Lenovo recently announced that it would be the first hardware maker to ship PCs with Microsoft’s Pluton security chipset. But now it says that it will not enable this functionality by default.
“Pluton will be disabled by default on 2022 Lenovo ThinkPad platforms,” a Lenovo spokesperson told The Register. “Specifically, the ThinkPad Z13, Z16, T14, T16, T14s, P16s, and X13 using AMD 6000-series processors. Customers will have the ability to enable Pluton themselves.”
You may not be surprised to discover that Pluton is triggering the same angst, in some circles, as Microsoft’s decision to require that PC makers include a Trusted Platform Module (TPM) 20 years ago. At that time, open-source advocates, in particular, complained that the real aim of this effort was to keep Linux off of PCs. Today, we’re hearing similar complaints.
“Linux is currently an unsupported scenario [for Pluton],” a Microsoft spokesperson told The Register. “Pluton is a hardware security technology that could be used by various OS components similar to how OS code can choose to use the TPM. Linux already has support for TPMs today. However, Microsoft’s current focus is ensuring an optimal experience for Windows 11.” My, how history repeats itself.
The good news? PC buyers can disable Pluton, even when it ships enabled on a PC.
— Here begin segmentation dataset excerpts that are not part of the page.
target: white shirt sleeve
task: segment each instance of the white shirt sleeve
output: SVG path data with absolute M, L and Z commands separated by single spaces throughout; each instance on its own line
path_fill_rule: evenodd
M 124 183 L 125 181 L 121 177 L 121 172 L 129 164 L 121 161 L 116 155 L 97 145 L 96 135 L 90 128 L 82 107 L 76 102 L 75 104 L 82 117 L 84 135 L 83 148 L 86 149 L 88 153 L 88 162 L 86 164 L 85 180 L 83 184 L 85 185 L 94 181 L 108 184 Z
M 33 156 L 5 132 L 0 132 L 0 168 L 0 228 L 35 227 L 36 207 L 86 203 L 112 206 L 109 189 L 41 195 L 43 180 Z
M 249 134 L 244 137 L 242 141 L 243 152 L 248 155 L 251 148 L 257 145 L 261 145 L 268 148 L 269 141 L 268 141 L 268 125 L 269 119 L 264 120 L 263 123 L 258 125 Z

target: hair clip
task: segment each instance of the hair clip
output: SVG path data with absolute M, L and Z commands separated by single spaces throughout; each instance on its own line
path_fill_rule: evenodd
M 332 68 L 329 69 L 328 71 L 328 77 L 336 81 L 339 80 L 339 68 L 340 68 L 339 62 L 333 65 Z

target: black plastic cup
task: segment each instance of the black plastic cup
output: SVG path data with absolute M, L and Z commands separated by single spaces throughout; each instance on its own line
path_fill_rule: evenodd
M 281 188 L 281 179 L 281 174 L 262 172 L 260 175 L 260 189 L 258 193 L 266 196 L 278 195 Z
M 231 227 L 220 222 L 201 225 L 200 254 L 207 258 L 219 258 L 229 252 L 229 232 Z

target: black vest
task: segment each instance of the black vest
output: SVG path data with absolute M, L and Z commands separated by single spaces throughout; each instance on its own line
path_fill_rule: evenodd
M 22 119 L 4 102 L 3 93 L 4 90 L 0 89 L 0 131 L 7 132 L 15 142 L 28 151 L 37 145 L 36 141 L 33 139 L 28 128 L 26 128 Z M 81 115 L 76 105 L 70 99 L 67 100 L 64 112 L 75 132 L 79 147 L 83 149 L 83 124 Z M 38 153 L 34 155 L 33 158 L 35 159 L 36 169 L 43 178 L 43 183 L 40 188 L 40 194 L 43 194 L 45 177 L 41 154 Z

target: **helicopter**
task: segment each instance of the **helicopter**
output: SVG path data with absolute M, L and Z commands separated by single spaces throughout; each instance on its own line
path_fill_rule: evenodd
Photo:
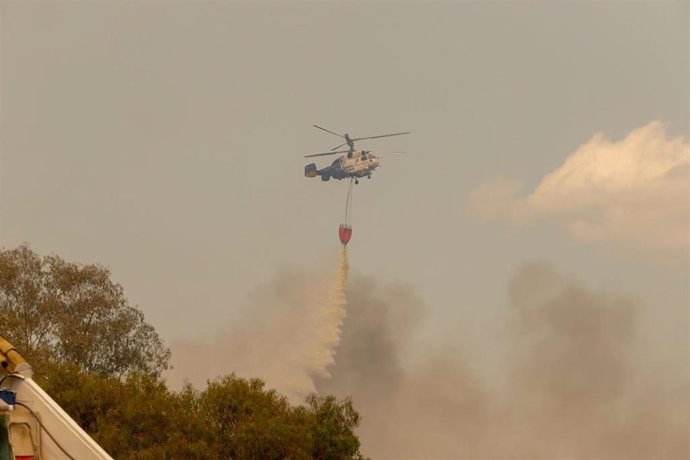
M 334 134 L 338 137 L 345 139 L 342 144 L 333 147 L 330 152 L 325 153 L 314 153 L 312 155 L 305 155 L 304 158 L 319 157 L 325 155 L 336 155 L 342 154 L 340 157 L 336 158 L 330 166 L 326 166 L 323 169 L 317 169 L 316 164 L 310 163 L 304 167 L 304 175 L 306 177 L 316 177 L 321 176 L 322 181 L 329 181 L 333 179 L 354 179 L 355 184 L 359 184 L 359 179 L 366 177 L 371 179 L 371 174 L 380 165 L 379 159 L 368 150 L 355 150 L 355 141 L 362 141 L 365 139 L 378 139 L 381 137 L 391 137 L 391 136 L 402 136 L 403 134 L 410 134 L 409 131 L 402 133 L 392 133 L 392 134 L 382 134 L 379 136 L 370 137 L 357 137 L 351 138 L 348 134 L 338 134 L 333 131 L 329 131 L 321 126 L 312 125 L 314 128 L 318 128 L 327 133 Z M 340 147 L 347 145 L 347 150 L 337 150 Z

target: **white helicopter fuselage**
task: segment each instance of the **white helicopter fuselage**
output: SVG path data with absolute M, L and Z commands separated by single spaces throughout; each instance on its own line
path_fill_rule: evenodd
M 336 166 L 336 162 L 338 165 Z M 344 177 L 365 177 L 370 176 L 372 172 L 381 164 L 379 159 L 373 153 L 369 153 L 362 150 L 355 150 L 352 152 L 352 156 L 348 154 L 341 155 L 340 158 L 333 162 L 332 167 L 339 167 L 343 173 Z M 331 175 L 337 179 L 340 179 L 339 174 L 336 170 L 331 173 Z M 343 178 L 344 178 L 343 177 Z

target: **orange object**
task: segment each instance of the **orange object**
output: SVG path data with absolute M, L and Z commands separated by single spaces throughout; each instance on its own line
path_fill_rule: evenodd
M 350 238 L 352 238 L 352 227 L 347 224 L 340 224 L 340 227 L 338 228 L 338 236 L 340 237 L 341 243 L 349 243 Z

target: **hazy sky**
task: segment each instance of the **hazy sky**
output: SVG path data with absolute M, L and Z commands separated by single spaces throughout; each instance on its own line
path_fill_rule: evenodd
M 490 325 L 517 268 L 543 260 L 639 302 L 655 362 L 687 375 L 686 2 L 0 14 L 0 245 L 108 266 L 166 340 L 223 330 L 286 267 L 332 265 L 347 184 L 303 176 L 303 155 L 339 143 L 316 123 L 412 131 L 362 143 L 408 153 L 356 187 L 349 255 L 427 305 L 418 349 L 500 365 Z

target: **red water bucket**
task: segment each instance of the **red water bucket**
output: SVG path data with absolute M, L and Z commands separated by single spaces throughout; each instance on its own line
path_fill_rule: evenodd
M 340 227 L 338 228 L 338 236 L 340 237 L 341 243 L 349 243 L 350 238 L 352 238 L 352 227 L 347 224 L 340 224 Z

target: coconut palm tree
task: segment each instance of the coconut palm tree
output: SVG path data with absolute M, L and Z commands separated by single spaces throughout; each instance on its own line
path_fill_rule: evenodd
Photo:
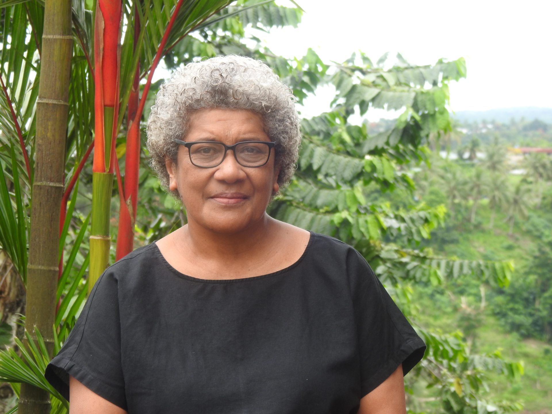
M 493 141 L 485 148 L 485 158 L 482 166 L 492 173 L 501 173 L 506 169 L 506 148 Z
M 454 214 L 455 203 L 457 200 L 463 199 L 465 194 L 465 179 L 460 169 L 452 164 L 443 168 L 443 174 L 440 179 L 443 190 L 448 200 L 449 210 Z
M 524 164 L 527 176 L 533 180 L 537 188 L 537 206 L 540 207 L 543 184 L 552 178 L 552 162 L 546 154 L 532 153 L 527 155 Z
M 508 199 L 509 192 L 506 176 L 501 174 L 495 174 L 491 176 L 486 190 L 489 206 L 491 209 L 491 219 L 489 222 L 490 229 L 492 230 L 495 224 L 497 208 L 504 205 Z
M 468 179 L 466 185 L 468 194 L 473 201 L 470 211 L 470 222 L 473 223 L 475 221 L 475 211 L 477 204 L 487 187 L 487 177 L 485 174 L 485 171 L 482 168 L 475 168 L 473 173 Z
M 524 219 L 527 216 L 527 210 L 530 204 L 530 188 L 526 184 L 520 182 L 508 196 L 508 202 L 509 206 L 506 221 L 509 224 L 509 231 L 508 232 L 509 236 L 513 235 L 514 223 L 516 219 Z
“AMD respects user choice and, as is typical with many other security technologies, we provide the ability for a user to enable or disable Pluton based on their preferences in our reference BIOS,” an AMD statement notes. “AMD Ryzen 6000 Series processors support Linux. AMD has closely collaborated with Canonical (Ubuntu) and Red Hat to certify and optimize OEM designs with their operating systems.”
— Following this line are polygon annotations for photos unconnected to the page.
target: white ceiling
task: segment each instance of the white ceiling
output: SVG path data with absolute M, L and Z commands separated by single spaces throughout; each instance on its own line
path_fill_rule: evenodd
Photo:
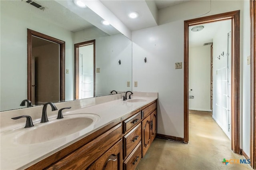
M 131 31 L 157 26 L 145 0 L 104 0 L 101 2 Z M 129 12 L 133 11 L 138 13 L 138 18 L 132 19 L 128 16 Z
M 230 20 L 200 24 L 199 25 L 203 26 L 204 28 L 198 32 L 191 31 L 192 28 L 195 26 L 190 26 L 188 33 L 189 47 L 202 46 L 204 43 L 212 42 L 212 39 L 219 29 L 221 27 L 228 24 L 231 27 Z
M 158 9 L 160 9 L 169 7 L 169 6 L 174 6 L 182 3 L 186 2 L 190 0 L 155 0 L 154 1 L 156 5 L 156 6 L 157 6 L 157 8 Z

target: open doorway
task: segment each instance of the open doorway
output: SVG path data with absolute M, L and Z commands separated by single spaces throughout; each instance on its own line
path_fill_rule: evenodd
M 231 30 L 231 20 L 190 26 L 189 45 L 190 113 L 204 112 L 230 140 Z
M 74 51 L 75 99 L 94 97 L 95 40 L 75 44 Z
M 189 140 L 189 27 L 231 20 L 231 149 L 239 153 L 240 145 L 240 11 L 227 12 L 184 21 L 184 140 Z M 209 80 L 210 82 L 210 80 Z M 209 92 L 210 93 L 210 92 Z
M 28 29 L 28 99 L 38 105 L 65 100 L 65 42 Z

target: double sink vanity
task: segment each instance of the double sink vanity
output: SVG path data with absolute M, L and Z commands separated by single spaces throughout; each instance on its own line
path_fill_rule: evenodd
M 40 123 L 42 106 L 1 112 L 1 168 L 134 169 L 157 132 L 157 93 L 134 92 L 55 104 Z M 24 128 L 30 116 L 34 126 Z

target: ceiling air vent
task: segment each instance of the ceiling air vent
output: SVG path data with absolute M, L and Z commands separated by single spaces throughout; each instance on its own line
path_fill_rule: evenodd
M 210 43 L 204 43 L 204 45 L 212 45 L 212 42 Z
M 33 6 L 35 7 L 38 8 L 40 10 L 42 10 L 43 11 L 44 11 L 46 9 L 46 7 L 42 6 L 37 2 L 36 2 L 34 1 L 33 1 L 32 0 L 28 0 L 26 1 L 26 2 L 28 4 L 30 4 L 30 5 Z

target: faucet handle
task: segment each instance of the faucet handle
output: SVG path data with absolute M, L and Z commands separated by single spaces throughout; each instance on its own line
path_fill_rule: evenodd
M 27 118 L 27 120 L 26 121 L 26 125 L 25 125 L 24 128 L 28 128 L 30 127 L 33 127 L 34 125 L 33 124 L 33 122 L 32 121 L 32 119 L 30 116 L 25 115 L 24 116 L 19 116 L 18 117 L 13 117 L 12 118 L 12 119 L 18 119 L 22 117 L 26 117 Z
M 63 116 L 62 115 L 62 110 L 66 109 L 70 109 L 71 107 L 64 107 L 59 110 L 59 112 L 58 113 L 58 117 L 57 117 L 57 119 L 62 119 Z
M 123 97 L 123 101 L 125 101 L 125 96 L 122 96 Z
Intel, which had previously agreed to include the Pluton chipset, said only that its latest “Alder Lake” series chipsets already have a Pluton equivalent in its TPM 2.0-compatible Intel Platform Trust Technology, and that these PCs will, of course, run Linux too.
There are two key differences between Pluton and TPM. One, it is placed inside the System on a Chip (SoC), helping prevent attacks on the path between the security chipset and the CPU. And two, it’s designed by Microsoft. Which, again, is the problem in certain circles.